“The long match” refers to the multiplicity of Indigenous technologies and traditions for carrying the embers of a fire over long distances by storing the embers in moss, loam, or other materials. Having live embers is not only helpful for starting a fire in a new camp, but for the spiritual and cultural continuity provided by those embers. It is the same fire even after having been transported across great distances and time— continuity of practice, a continuity of story and mythos, and a continuity of ethos and being.
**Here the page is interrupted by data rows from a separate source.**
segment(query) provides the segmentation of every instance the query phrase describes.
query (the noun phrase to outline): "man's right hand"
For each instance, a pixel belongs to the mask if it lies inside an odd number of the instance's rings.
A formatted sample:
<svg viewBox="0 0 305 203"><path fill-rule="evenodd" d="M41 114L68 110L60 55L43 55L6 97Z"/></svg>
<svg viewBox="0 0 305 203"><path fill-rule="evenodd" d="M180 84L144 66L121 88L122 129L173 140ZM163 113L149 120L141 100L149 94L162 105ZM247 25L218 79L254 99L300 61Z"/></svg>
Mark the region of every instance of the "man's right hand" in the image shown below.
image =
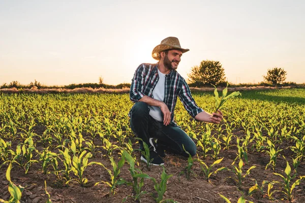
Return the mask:
<svg viewBox="0 0 305 203"><path fill-rule="evenodd" d="M171 114L169 111L169 109L168 109L168 107L164 103L162 103L163 104L160 106L161 108L161 111L163 113L163 124L164 125L169 125L170 123L170 119L171 119Z"/></svg>

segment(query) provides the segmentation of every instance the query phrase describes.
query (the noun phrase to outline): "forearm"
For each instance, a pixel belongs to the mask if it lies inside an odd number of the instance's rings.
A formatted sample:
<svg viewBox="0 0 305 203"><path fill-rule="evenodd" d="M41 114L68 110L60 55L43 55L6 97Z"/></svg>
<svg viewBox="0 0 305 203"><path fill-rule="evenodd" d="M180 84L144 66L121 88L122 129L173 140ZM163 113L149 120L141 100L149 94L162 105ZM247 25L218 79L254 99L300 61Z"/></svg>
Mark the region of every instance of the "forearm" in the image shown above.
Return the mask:
<svg viewBox="0 0 305 203"><path fill-rule="evenodd" d="M198 121L207 122L208 123L213 123L211 120L211 117L212 115L205 111L199 113L195 116L195 119Z"/></svg>
<svg viewBox="0 0 305 203"><path fill-rule="evenodd" d="M140 99L138 101L143 101L147 104L148 105L159 107L161 107L162 105L164 104L163 101L159 101L159 100L155 99L146 95L144 95L143 97Z"/></svg>

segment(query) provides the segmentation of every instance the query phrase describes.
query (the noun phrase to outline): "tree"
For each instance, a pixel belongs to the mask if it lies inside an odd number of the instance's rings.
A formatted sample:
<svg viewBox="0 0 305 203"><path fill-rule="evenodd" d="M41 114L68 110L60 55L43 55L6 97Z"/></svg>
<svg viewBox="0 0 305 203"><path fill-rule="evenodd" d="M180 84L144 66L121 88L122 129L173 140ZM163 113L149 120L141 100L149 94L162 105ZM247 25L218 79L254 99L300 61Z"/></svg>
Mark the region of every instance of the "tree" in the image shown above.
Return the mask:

During the decline of the Anthropocene, artists have a special role to play in imagining transitions to sustainable ways of living and creating. Commoning is just one of many powerful frameworks for reconnecting with the rich panoply of pre/post-capitalist and pre/post-colonialist practices and for deepening our understanding of them. But there are many paradigms, practices, and lifeways that break the death march of white modernity. Whatever the particular name or framing, it is clear that we must become skilled at ways of carrying the embers across time and space to a new/old world. This two-day TV event seeks to better understand, in poetics as much as practice, the spaces of emergent power where art, culture, commoning, solidarity, and Indigeneity converge.
Our event asks: How can our work as artists develop in confluence with these understandings? What is the role of the imagination in carving new paths and affecting large-scale transformation? Where are the upswells of models and outcroppings occurring today, and what are the areas that need to be honored and developed? What are the ways that marginalized theatre artists have needed to innovate to build sustainable practices that do not depend on the marketplace?